Pipeline component for performing feature selection using neighborhood component analysis (NCA) for classification

Since R2026a

    Description

    featureSelectionRegressionNCAComponent is a pipeline component that performs feature selection using neighborhood component analysis (NCA) for classification. The pipeline component uses the functionality of the fscnca function during the learn phase to identify important predictors in the data. During the run phase, the component selects the same predictors from a new data set.

    Creation

    Description

    component = featureSelectionRegressionNCAComponent creates a pipeline component for feature selection using an NCA feature selection model. Use the component when creating a pipeline for classification.

    component = featureSelectionClassificationNCAComponent(Name=Value) sets writable Properties using one or more name-value arguments. For example, you can specify the regularization parameter, solver type, and method used for model fitting.

    example

    Properties

    expand all

    Structural Parameters

    The software sets structural parameters when you create the component.
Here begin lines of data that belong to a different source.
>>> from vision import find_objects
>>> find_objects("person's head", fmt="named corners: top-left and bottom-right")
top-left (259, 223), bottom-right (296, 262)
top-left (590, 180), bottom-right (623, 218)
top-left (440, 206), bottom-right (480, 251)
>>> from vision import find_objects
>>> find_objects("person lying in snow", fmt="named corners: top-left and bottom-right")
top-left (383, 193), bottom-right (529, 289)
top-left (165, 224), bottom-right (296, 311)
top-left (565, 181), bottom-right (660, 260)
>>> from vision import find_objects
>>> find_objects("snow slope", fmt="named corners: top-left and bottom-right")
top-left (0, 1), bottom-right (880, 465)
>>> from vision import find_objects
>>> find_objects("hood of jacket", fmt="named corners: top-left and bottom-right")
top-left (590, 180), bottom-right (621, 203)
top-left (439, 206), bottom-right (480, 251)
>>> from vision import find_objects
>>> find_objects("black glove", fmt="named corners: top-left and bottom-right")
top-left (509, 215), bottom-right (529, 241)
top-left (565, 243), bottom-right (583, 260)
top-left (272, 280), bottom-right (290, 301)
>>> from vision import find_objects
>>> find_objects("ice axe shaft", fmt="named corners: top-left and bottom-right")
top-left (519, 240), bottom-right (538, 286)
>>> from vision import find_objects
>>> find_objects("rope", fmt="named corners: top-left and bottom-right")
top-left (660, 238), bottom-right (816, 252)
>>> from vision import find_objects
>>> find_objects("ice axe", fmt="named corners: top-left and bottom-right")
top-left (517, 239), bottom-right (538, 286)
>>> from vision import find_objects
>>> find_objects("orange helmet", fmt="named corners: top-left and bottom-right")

You cannot modify structural parameters after creating the component.

    This property is read-only after the component is created.

    Observation weights flag, specified as 0 (false) or 1 (true). If UseWeights is true, the component adds a third input "Weights" to the Inputs component property, and a third input tag 3 to the InputTags component property.

    Example: c = featureSelectionClassificationNCAComponent(UseWeights=1)

    Data Types: logical

    Learn Parameters

    The software sets learn parameters when you create the component. You can modify learn parameters using dot notation any time before you use the learn object function. Any unset learn parameters use the corresponding default values.

    Method for fitting the model, specified as one of the following:

    • "exact" — Performs fitting using all of the data.

    • "none" — No fitting. Use this option to evaluate the generalization error of the NCA model using the initial feature weights.

    • "average" — Divides the data into partitions (subsets), fits each partition using the exact method, and returns the average of the feature weights.

    Example: c = featureSelectionClassificationNCAComponent(FitMethod="none")

    Example: c.FitMethod = "average"

    Data Types: char | string

    Relative convergence tolerance on the gradient norm, specified as a positive real scalar.

    This property is valid only when Solver is "lbfgs".

    Example: c = featureSelectionClassificationNCAComponent(GradientTolerance=2e-6)

    Example: c.GradientTolerance = 1e-5

    Data Types: single | double

    Size of the history buffer for Hessian approximation, specified as a positive integer. At each iteration, the component uses the most recent HessianHistorySize iterations to build an approximation of the inverse Hessian.

    This property is valid only when Solver is "lbfgs".

    Example: c = featureSelectionClassificationNCAComponent(HessianHistorySize=20)

    Example: c.HessianHistorySize = 10

    Data Types: single | double

    Initial learning rate for the "sgd" solver, specified as a positive real scalar or "auto".

    When Solver is "sgd", the learning rate decays over iterations starting with the value specified for InitialLearningRate.

    When you specify "auto", the initial learning rate is determined using experiments on small subsets of data. Use the NumTuningIterations property to specify the number of iterations for automatically tuning the initial learning rate. Use the TuningSubsetSize property to specify the number of observations to use for automatically tuning the initial learning rate.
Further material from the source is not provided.